Turn-by-turn navigation and guidance - navigation with voice commands, beeline guidance to a point on map or by compass

Live tracking - real time sharing user's position with other users publicly or in private groups

Cycling computer functions - speedometer, odometer, average speed, maximum speed, elevation profile, elevation gain, customizable dashboard, digits are displayed above a map, support of external sensors for monitoring heart rate and pedaling cadence

Import/export - importing/exporting points and routes from/to the Internet or from/to other software in a wide range of formats (KML, KMZ, GPX...), exporting workouts to services like Strava, Runkeeper, Google Earth, etc.

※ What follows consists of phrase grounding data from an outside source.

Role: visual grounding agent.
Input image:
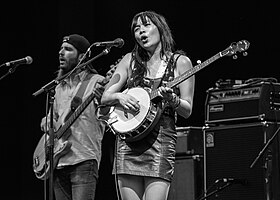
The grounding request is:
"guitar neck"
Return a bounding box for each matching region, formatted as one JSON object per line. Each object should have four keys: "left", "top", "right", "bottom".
{"left": 169, "top": 52, "right": 222, "bottom": 88}
{"left": 55, "top": 57, "right": 119, "bottom": 139}
{"left": 56, "top": 89, "right": 100, "bottom": 139}
{"left": 150, "top": 52, "right": 222, "bottom": 100}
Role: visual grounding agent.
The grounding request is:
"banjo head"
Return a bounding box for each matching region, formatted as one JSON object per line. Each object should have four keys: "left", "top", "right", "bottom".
{"left": 110, "top": 87, "right": 151, "bottom": 133}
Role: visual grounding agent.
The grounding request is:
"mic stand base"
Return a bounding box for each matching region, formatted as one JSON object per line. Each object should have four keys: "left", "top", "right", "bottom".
{"left": 196, "top": 182, "right": 233, "bottom": 200}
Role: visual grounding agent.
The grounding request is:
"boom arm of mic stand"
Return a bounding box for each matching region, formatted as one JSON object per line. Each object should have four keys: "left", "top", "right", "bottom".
{"left": 250, "top": 125, "right": 280, "bottom": 168}
{"left": 0, "top": 64, "right": 20, "bottom": 81}
{"left": 32, "top": 47, "right": 111, "bottom": 97}
{"left": 33, "top": 79, "right": 59, "bottom": 97}
{"left": 75, "top": 47, "right": 111, "bottom": 71}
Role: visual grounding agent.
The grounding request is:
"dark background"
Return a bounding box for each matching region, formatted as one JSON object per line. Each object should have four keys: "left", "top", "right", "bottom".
{"left": 1, "top": 0, "right": 279, "bottom": 199}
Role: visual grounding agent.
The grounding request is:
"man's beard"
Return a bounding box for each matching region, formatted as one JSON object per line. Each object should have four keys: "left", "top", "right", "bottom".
{"left": 57, "top": 60, "right": 78, "bottom": 78}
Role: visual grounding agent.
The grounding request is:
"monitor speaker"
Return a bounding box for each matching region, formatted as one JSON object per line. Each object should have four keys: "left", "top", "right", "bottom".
{"left": 167, "top": 155, "right": 203, "bottom": 200}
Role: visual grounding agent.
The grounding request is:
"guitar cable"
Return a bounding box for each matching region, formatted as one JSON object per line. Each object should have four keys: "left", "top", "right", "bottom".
{"left": 105, "top": 121, "right": 123, "bottom": 200}
{"left": 113, "top": 132, "right": 123, "bottom": 200}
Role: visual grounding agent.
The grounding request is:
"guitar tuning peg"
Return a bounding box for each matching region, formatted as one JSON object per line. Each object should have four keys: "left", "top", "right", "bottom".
{"left": 232, "top": 55, "right": 238, "bottom": 59}
{"left": 243, "top": 52, "right": 248, "bottom": 56}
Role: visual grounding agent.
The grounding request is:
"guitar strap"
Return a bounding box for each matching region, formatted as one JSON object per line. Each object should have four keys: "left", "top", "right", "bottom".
{"left": 160, "top": 53, "right": 182, "bottom": 118}
{"left": 158, "top": 52, "right": 180, "bottom": 88}
{"left": 126, "top": 52, "right": 181, "bottom": 90}
{"left": 70, "top": 73, "right": 93, "bottom": 111}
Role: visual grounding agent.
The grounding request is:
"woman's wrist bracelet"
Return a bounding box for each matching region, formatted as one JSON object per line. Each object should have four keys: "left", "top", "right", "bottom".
{"left": 174, "top": 97, "right": 180, "bottom": 109}
{"left": 169, "top": 93, "right": 180, "bottom": 109}
{"left": 173, "top": 95, "right": 180, "bottom": 109}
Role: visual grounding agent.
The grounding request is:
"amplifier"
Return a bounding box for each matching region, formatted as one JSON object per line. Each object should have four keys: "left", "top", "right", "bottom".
{"left": 205, "top": 81, "right": 280, "bottom": 124}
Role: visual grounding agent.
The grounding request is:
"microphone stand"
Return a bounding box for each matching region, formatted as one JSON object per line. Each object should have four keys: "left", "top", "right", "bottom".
{"left": 250, "top": 125, "right": 280, "bottom": 168}
{"left": 250, "top": 124, "right": 280, "bottom": 200}
{"left": 0, "top": 63, "right": 20, "bottom": 81}
{"left": 32, "top": 46, "right": 112, "bottom": 200}
{"left": 46, "top": 89, "right": 55, "bottom": 200}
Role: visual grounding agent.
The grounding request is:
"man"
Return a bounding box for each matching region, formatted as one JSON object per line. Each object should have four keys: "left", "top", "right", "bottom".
{"left": 40, "top": 34, "right": 105, "bottom": 200}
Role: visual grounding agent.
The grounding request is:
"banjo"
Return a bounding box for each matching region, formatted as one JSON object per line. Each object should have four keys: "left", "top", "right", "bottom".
{"left": 97, "top": 40, "right": 250, "bottom": 142}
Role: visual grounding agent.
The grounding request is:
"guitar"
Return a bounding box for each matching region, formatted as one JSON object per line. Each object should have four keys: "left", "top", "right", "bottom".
{"left": 33, "top": 60, "right": 118, "bottom": 180}
{"left": 97, "top": 40, "right": 250, "bottom": 142}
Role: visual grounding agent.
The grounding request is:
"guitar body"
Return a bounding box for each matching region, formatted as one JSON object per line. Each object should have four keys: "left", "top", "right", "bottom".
{"left": 33, "top": 129, "right": 72, "bottom": 180}
{"left": 102, "top": 87, "right": 163, "bottom": 142}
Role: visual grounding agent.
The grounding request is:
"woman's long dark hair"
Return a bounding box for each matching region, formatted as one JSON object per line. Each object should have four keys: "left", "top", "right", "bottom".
{"left": 130, "top": 11, "right": 175, "bottom": 76}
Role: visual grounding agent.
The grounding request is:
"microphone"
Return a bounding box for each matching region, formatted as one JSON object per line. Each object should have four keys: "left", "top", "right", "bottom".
{"left": 5, "top": 56, "right": 33, "bottom": 67}
{"left": 93, "top": 38, "right": 124, "bottom": 48}
{"left": 219, "top": 178, "right": 248, "bottom": 185}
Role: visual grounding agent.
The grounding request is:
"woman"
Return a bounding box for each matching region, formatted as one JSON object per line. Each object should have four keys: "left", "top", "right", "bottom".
{"left": 101, "top": 11, "right": 195, "bottom": 200}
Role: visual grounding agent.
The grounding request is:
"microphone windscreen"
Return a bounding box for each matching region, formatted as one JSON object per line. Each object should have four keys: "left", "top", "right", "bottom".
{"left": 26, "top": 56, "right": 33, "bottom": 64}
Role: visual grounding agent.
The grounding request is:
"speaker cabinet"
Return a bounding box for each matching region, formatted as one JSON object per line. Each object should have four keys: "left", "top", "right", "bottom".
{"left": 168, "top": 155, "right": 203, "bottom": 200}
{"left": 175, "top": 126, "right": 203, "bottom": 155}
{"left": 203, "top": 122, "right": 280, "bottom": 200}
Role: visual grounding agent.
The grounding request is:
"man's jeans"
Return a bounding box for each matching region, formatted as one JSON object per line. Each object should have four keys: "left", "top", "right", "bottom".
{"left": 53, "top": 160, "right": 98, "bottom": 200}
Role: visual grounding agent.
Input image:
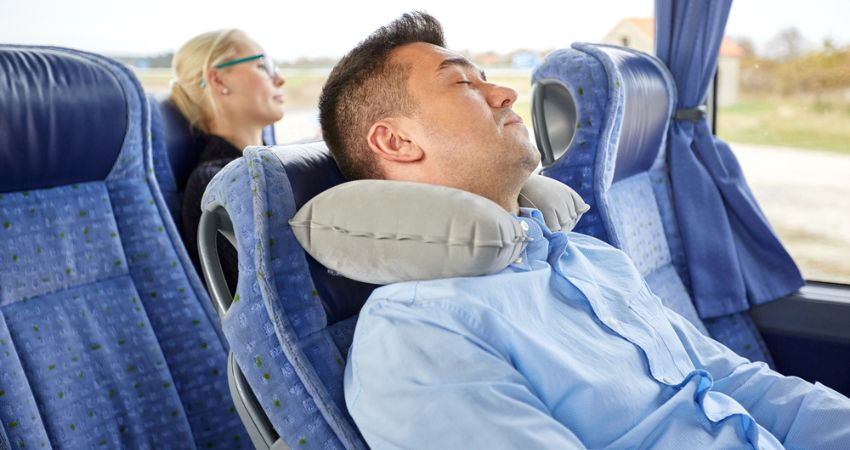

GPS - skyplot displaying actual satellite network, GPS status notifications, support of external GPS units

Customization - the app offers a wide range of customization options - menus, screen panels, coordinate systems, or units

== Maps ==
Locus Map displays maps of various providers in online and offline mode:

=== Online maps ===
- World - LoMaps - OSM-based hiking/biking map and many other free maps based on OpenStreetMap
- World - Satellite maps by HERE maps and Maxar
- US - USGS, ChartBundle...
- Europe - IGN (France), Outdooractive (Germany, Austria), Kapsi.fi (Finland), Turistautak (Hungary), Skoterleder (Sweden), Map1.eu (Europe)
- other parts of the World - Visicom (Ukraine, Asia, World), GSI maps (Japan), SledMap (World), Navigasi (Indonesia), NzTopoMaps (New Zealand) and others
- support of WMS and WMTS sources - meteorological maps, NASA maps, cadastral maps...
Most of the online maps can be downloaded for offline use.

=== Offline maps ===
- World - LoMaps - OSM-based vector maps with changeable themes - hiking, cycling, skiing, road or city use
- US - AccuTerra
- UK - Ordnance Survey
- France - IGN
- Germany, Austria - Outdooractive
- other Europe - SwissTopo maps (Switzerland), SHOCart (Czech Republic and Slovakia), Compass (Poland), CNIG (Spain)
- support of SQLiteDB, TAR, MBT, GEMF, Orux or RMAP formats
- support of other OpenStreetMap data or custom map themes
== Licence ==
Locus Map is available in three versions, each with a different licensing:

- Locus Map 4 - available for Android devices - the basic version is free, has limited features and contains an advertisement banner strip. There are two more Premium plans - Silver and Gold - enabling more features, available for subscription and one-off payments. The main development branch. Available on Google Play.
- Locus Map 3 Classic - available for Android devices - originally Locus Map Pro, a single payment license with the promise of lifetime updates, no time or device limits. Its development was terminated in 2021 and the app has been in maintenance mode since then. Planned to be discontinued in 2026. Former one-time payment customers were offered a one-year subscription discount, but not moved over to a lifetime free subscription of Locus Map 4. Available on Google Play.
- Locus Map Lite - available for iOS devices - early version of the app (developed since 2023), only containing basic features like GPS location on the map, track recording and library of user data. Free in its basic version, upgradable to Premium Gold enabling satellite maps and cloud synchronization with web and other devices. Available on App Store.

== Locus community ==
Locus Map has been developed in cooperation with its users who communicate with the app's developers via dedicated forum or general GPS or navigation discussions. The main source of users' contributions is the helpdesk with voting system - users themselves vote for changes and improvements in the app. Despite the app developers operate in the Czech republic, major part of the Locus community is located in Germany. The application translations are crowd-sourced.